Solved – Optimal number of folds in $K$-fold cross-validation: is leave-one-out CV always the best choice

bias-variance tradeoffcross-validation

Computing power considerations aside, are there any reasons to believe that increasing the number of folds in cross-validation leads to better model selection/validation (i.e. that the higher the number of folds the better)?

Taking the argument to the extreme, does leave-one-out cross-validation necessarily lead to better models than $K$-fold cross-validation?

Some background on this question: I am working on a problem with very few instances (e.g. 10 positives and 10 negatives), and am afraid that my models may not generalize well/would overfit with so little data.

Best Answer

Leave-one-out cross-validation does not generally lead to better performance than K-fold, and is more likely to be worse, as it has a relatively high variance (i.e. its value changes more for different samples of data than the value for k-fold cross-validation). This is bad in a model selection criterion as it means the model selection criterion can be optimised in ways that merely exploit the random variation in the particular sample of data, rather than making genuine improvements in performance, i.e. you are more likely to over-fit the model selection criterion. The reason leave-one-out cross-validation is used in practice is that for many models it can be evaluated very cheaply as a by-product of fitting the model.

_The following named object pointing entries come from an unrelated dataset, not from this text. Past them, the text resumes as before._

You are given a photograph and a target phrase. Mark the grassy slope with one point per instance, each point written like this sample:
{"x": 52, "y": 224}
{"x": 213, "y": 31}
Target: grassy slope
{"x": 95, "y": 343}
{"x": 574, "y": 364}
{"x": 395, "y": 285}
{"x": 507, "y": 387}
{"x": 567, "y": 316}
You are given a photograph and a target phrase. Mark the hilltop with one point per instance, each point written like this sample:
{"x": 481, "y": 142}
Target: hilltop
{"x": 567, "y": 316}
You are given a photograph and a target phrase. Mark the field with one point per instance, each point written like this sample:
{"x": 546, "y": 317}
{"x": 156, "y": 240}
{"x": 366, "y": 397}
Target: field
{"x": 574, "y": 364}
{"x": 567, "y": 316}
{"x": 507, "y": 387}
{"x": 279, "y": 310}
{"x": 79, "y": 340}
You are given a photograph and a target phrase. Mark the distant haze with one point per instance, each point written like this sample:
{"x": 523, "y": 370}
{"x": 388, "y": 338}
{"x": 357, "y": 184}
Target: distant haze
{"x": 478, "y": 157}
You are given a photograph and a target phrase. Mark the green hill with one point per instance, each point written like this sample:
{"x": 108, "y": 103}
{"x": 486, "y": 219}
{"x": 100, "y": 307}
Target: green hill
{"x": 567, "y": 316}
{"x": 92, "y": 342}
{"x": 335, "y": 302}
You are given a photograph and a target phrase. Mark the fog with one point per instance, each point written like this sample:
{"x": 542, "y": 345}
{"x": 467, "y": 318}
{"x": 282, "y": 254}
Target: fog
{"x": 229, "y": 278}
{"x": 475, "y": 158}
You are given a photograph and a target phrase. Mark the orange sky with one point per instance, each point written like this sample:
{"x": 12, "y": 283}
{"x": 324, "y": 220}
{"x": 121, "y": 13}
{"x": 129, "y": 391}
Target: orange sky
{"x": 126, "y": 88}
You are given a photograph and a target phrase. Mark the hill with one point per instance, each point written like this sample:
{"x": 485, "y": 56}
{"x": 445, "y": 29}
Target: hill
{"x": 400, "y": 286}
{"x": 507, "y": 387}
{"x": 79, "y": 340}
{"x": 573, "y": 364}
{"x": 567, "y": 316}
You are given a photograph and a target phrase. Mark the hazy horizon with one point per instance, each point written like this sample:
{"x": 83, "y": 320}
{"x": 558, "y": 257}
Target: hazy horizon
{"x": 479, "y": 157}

If computational expense is not primarily an issue, a better approach is to perform repeated k-fold cross-validation, where the k-fold cross-validation procedure is repeated with different random partitions into k disjoint subsets each time. This reduces the variance.

If you have only 20 patterns, it is very likely that you will experience over-fitting the model selection criterion, which is a much neglected pitfall in statistics and machine learning (shameless plug: see my paper on the topic). You may be better off choosing a relatively simple model and try not to optimise it very aggressively, or adopt a Bayesian approach and average over all model choices, weighted by their plausibility. IMHO optimisation is the root of all evil in statistics, so it is better not to optimise if you don't have to, and to optimise with caution whenever you do.

Note also if you are going to perform model selection, you need to use something like nested cross-validation if you also need a performance estimate (i.e. you need to consider model selection as an integral part of the model fitting procedure and cross-validate that as well).